Leading children’s health expert to head UF department of pediatricsBy April Frawley Birdwell
Published: September 13th, 2011 • Category: Faculty Recognition, New Hires/Appointments, Pediatrics
An international expert on pediatric endocrinology, developmental biology and the prevention of brain injury in preterm infants has been tapped to lead the University of Florida College of Medicine department of pediatrics and serve as the physician leader for Shands Hospital for Children.
Scott A. Rivkees, M.D., currently at the Yale University School of Medicine, has been named chair of pediatrics at UF after a nationwide search, College of Medicine Dean Michael L. Good, M.D., announced today. Rivkees’ appointment begins Jan. 3.
“Dr. Rivkees is a nationally and internationally regarded scientist, physician and leader in the field of pediatrics and the perfect person to lead the department as we strive to translate research discoveries into the promising treatments of the future, train the health practitioners of tomorrow and also provide the best possible care to the young patients we see every day,” said Good, the Folke H. Peterson dean’s distinguished professor.
Rivkees currently serves as a professor of pediatrics and associate chair of pediatrics for research at Yale. He also leads the department’s section on developmental endocrinology and biology and directs the Yale Pediatric Thyroid Center and the Yale Child Health Research Center.
“It is an honor to join the University of Florida, and I hope to build on the tremendous strengths of the department of pediatrics and the university,” Rivkees said. “Working together, we will continue the department of pediatrics’ evolution into a destination site of fantastic patient care, a center of discovery for the benefit of children, and a hub for training the next generation of pediatricians and physician-scholars.”
A renowned scientist and clinician, he holds several National Institutes of Health grants and has maintained continuous funding from the NIH for 25 years. His research focuses on the prevention of brain injury in premature infants, the effects of adenosine on the developing embryo, circadian biology and thyroid diseases.
“We have four different R01 (NIH) grants, and each one is in a different topic,” he said. “When we find something interesting, we pursue it with vigor, in the hope our discoveries will help children.”
In 2009, Rivkees discovered a hidden safety problem with a commonly used medication for children with Graves’ disease. He found that about one in 2,000 children who took the medication were dying or going into liver failure each year. This finding led to global changes in medical practice and resulted in a major drug safety warning from the U.S. Food and Drug Administration.
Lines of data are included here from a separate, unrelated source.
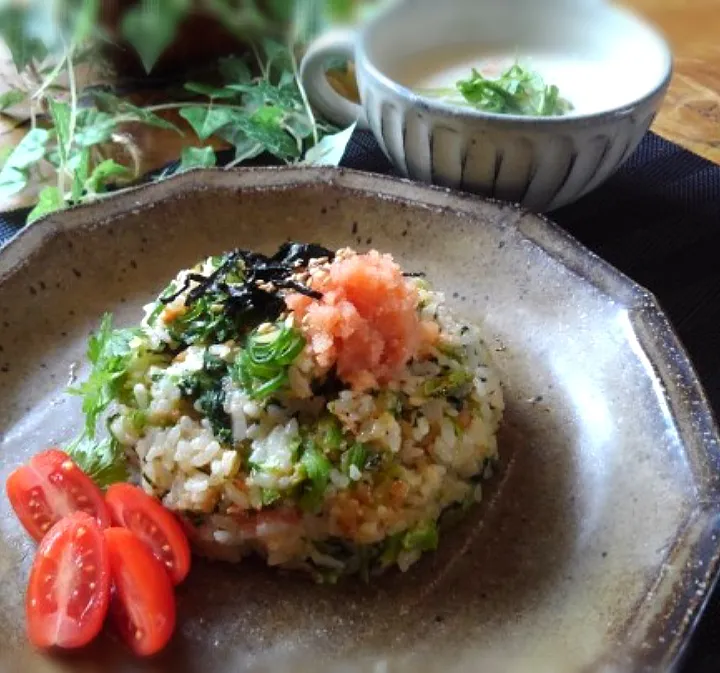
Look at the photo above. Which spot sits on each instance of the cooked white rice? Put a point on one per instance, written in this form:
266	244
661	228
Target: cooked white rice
425	440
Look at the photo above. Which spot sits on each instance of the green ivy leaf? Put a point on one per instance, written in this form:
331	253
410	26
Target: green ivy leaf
330	150
263	92
264	127
12	181
196	157
151	26
245	148
102	173
49	200
30	150
60	113
10	98
207	120
80	174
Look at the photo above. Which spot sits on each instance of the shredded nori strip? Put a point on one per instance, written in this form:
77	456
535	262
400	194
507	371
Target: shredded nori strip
254	299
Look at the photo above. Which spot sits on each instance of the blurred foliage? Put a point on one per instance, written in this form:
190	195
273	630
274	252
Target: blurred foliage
255	102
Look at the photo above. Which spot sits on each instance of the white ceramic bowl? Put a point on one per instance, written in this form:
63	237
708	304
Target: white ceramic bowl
622	70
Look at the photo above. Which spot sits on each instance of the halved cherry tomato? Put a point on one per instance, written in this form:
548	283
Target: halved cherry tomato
50	487
69	588
143	602
132	508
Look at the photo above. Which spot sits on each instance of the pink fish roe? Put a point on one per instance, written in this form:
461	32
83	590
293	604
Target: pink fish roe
367	322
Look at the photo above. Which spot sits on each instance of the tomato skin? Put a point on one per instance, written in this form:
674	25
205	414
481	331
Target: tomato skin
69	587
143	600
50	487
132	508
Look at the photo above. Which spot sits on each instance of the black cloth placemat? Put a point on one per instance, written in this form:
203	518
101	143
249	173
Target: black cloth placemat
657	220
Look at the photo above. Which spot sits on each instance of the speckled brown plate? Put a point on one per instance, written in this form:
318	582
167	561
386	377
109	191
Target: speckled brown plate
595	547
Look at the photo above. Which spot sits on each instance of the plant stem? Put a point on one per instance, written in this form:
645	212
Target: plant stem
73	96
51	77
303	94
175	106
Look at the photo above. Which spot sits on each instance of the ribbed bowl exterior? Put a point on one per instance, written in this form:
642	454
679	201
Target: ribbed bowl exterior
540	164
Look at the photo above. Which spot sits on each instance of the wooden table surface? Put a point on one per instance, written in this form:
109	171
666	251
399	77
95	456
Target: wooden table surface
689	117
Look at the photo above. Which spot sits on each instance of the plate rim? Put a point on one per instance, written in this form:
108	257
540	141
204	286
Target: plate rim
682	389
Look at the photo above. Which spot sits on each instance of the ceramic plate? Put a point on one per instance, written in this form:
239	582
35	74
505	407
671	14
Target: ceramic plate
595	547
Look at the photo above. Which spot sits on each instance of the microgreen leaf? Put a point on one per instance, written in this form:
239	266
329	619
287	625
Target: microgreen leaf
102	173
31	149
330	150
10	98
103	461
317	468
197	157
80	174
50	199
264	127
207	120
516	91
245	148
109	354
60	113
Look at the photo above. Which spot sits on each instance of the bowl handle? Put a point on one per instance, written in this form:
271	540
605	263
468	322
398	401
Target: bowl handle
322	96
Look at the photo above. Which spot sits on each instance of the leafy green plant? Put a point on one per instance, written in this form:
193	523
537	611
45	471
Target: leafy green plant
517	90
257	105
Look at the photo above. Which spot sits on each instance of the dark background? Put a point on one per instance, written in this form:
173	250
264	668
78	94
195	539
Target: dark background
657	220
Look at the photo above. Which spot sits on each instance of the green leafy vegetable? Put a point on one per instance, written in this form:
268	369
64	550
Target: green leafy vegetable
269	496
10	98
259	109
355	456
317	468
448	384
110	355
197	157
103	461
103	172
206	389
31	149
262	368
49	201
329	433
205	121
391	549
424	537
517	91
330	150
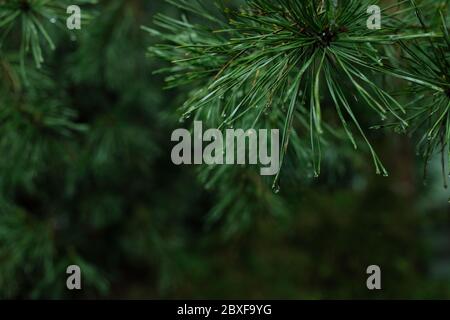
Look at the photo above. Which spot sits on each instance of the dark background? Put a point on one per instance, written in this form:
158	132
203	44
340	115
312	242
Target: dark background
86	178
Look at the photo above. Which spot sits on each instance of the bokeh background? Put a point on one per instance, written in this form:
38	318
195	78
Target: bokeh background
86	178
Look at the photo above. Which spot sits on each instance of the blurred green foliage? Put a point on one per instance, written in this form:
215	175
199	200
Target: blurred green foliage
86	178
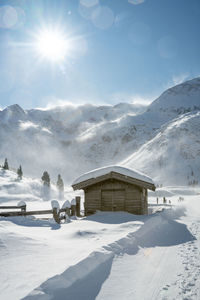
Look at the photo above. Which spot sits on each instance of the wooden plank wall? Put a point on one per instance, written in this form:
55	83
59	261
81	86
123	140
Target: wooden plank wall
135	197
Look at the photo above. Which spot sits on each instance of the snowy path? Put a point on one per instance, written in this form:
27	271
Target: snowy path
105	256
158	273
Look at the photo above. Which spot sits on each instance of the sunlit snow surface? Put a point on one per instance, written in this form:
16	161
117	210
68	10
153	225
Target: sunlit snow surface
104	256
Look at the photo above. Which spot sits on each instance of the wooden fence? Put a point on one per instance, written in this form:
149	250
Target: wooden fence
58	214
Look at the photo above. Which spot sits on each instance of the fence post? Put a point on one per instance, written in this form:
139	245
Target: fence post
73	210
78	206
56	215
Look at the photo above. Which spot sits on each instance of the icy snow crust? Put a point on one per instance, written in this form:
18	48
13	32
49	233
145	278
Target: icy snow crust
118	169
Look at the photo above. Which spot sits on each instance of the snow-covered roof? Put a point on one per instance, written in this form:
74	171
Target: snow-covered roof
118	169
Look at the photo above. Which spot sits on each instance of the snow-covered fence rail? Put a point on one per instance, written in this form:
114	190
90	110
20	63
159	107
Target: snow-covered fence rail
67	209
22	207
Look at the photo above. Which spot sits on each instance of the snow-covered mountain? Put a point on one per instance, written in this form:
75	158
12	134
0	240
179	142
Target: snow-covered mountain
73	139
173	155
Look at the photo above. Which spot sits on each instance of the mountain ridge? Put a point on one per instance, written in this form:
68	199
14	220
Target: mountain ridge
74	139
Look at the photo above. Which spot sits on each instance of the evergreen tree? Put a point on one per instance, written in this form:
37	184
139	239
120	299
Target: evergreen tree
60	183
46	178
5	166
19	172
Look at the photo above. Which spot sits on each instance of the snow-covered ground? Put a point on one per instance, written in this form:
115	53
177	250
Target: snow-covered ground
104	256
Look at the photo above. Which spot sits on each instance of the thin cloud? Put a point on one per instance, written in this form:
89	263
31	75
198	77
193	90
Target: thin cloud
178	79
133	99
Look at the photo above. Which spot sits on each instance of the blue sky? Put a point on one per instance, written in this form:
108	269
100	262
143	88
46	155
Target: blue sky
119	50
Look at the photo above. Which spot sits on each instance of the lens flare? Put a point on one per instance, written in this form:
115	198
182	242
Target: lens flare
52	45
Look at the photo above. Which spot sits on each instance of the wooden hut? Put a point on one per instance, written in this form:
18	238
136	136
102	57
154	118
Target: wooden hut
115	188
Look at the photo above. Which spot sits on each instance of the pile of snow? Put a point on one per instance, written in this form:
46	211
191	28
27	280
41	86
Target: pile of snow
28	191
117	169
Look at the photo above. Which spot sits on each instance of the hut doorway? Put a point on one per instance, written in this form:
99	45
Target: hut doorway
113	200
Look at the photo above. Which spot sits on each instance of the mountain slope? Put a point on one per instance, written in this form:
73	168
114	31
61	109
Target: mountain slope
173	156
71	140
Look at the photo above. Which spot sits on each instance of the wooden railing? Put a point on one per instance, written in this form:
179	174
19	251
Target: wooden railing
74	210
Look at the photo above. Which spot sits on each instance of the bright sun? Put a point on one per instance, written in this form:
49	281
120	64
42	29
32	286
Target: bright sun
52	45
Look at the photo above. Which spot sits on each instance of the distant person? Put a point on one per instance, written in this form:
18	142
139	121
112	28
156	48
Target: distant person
60	187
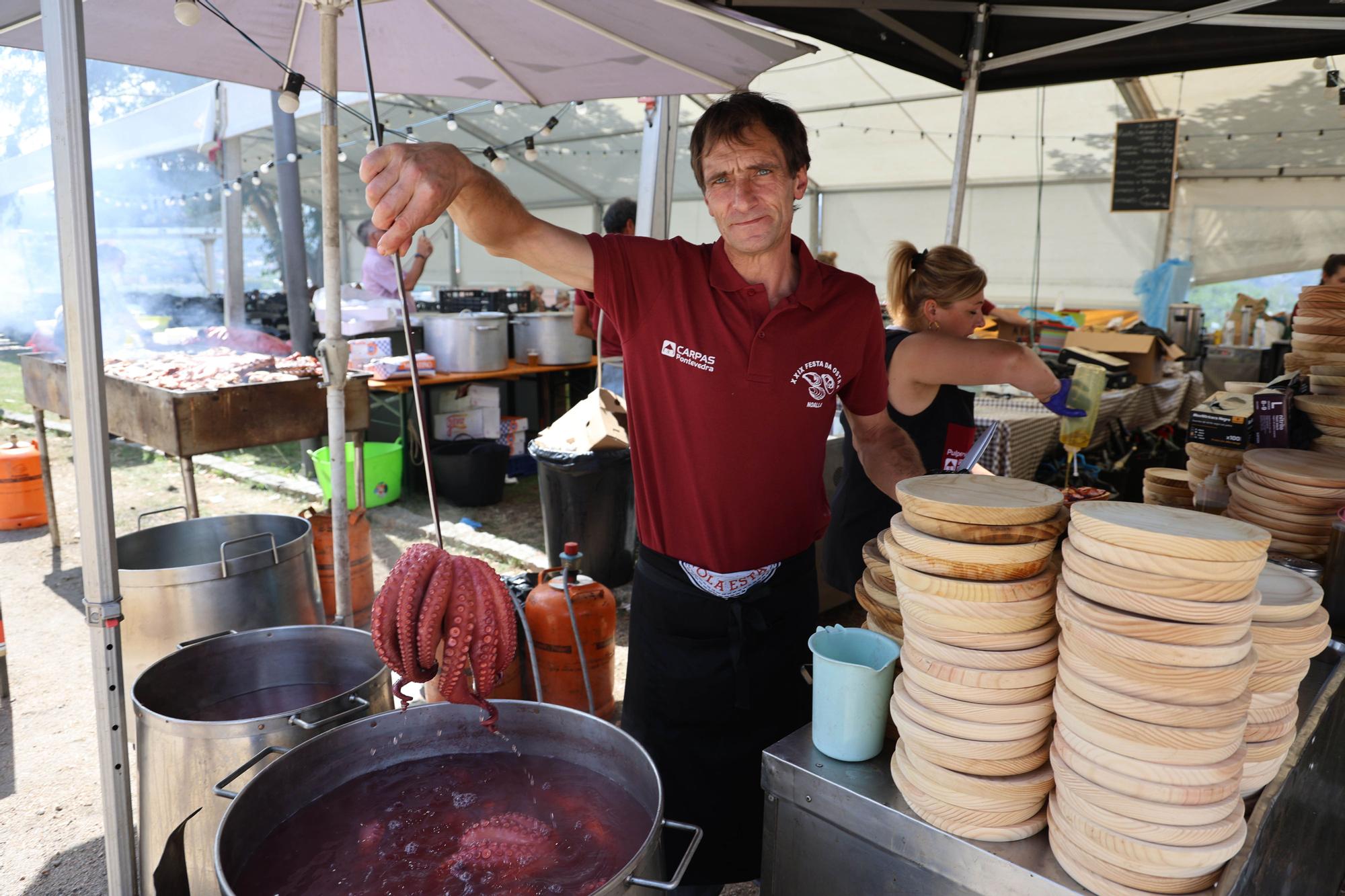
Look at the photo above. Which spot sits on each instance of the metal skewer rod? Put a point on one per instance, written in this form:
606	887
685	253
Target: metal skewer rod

Some of his laboratory’s key findings include uncovering how infants’ biological clocks develop and are regulated and the molecular mechanisms that protect the fetus from biological stress. Rivkees’ work also centers on developing new therapies and diagnostic tests for pediatric conditions. His research has led to more than 250 scientific articles, and in 2010, he spoke at the 42nd Nobel Symposium in Sweden.
A fellow of the American Academy of Pediatrics, Rivkees has been named one of “America’s Best Doctors” as well as one of “America’s Top Pediatricians” and one of “New York’s Best Doctors.” His work with pediatric thyroid disease has led to new treatment guidelines for children with thyroid cancer and Graves’ disease. He established the Yale Pediatric Thyroid Center, the first and largest center of its kind in the country, and takes part in several parent-support groups. In coming to UF&Shands, Dr. Rivkees will focus on expanding the number and breadth of centers of excellence that improve health care for all of Florida’s children.
Rivkees serves on numerous boards and national task forces, and is currently chair of a National Institute of Child Health and Human Development review committee. He is also the founder and editor-in-chief of the International Journal of Pediatric Endocrinology. In addition, he helped draft the Newborn Screening Saves Lives Act and testified in its support before the U.S. Senate.
Rivkees earned his undergraduate degree from Rutgers University and his medical degree from the University of Medicine and Dentistry of New Jersey in 1982. He completed his residency training and fellowships in pediatrics, pediatric endocrinology and neuroscience at Harvard Medical School and Massachusetts General Hospital. Prior to joining the Yale faculty in 1996, he held appointments at Harvard Medical School and Indiana University.
In 2005, Rivkees received the George H. Cook Distinguished Alumnus Award from Rutgers University. He received a similar accolade three years later, when his other alma mater, the University of Medicine and Dentistry of New Jersey, honored him with its Distinguished Alumni Award. In addition, he has been elected to the American Society for Clinical Investigation and the Connecticut Academy of Science and Engineering.
Rivkees succeeds Richard Bucciarelli, M.D., who has served as chairman of the department of pediatrics since 2008. During Bucciarelli’s tenure as chairman, seven pediatrics specialties were listed among the top 50 programs nationally, according to U.S. News & World Report’s annual Best Children’s Hospitals rankings.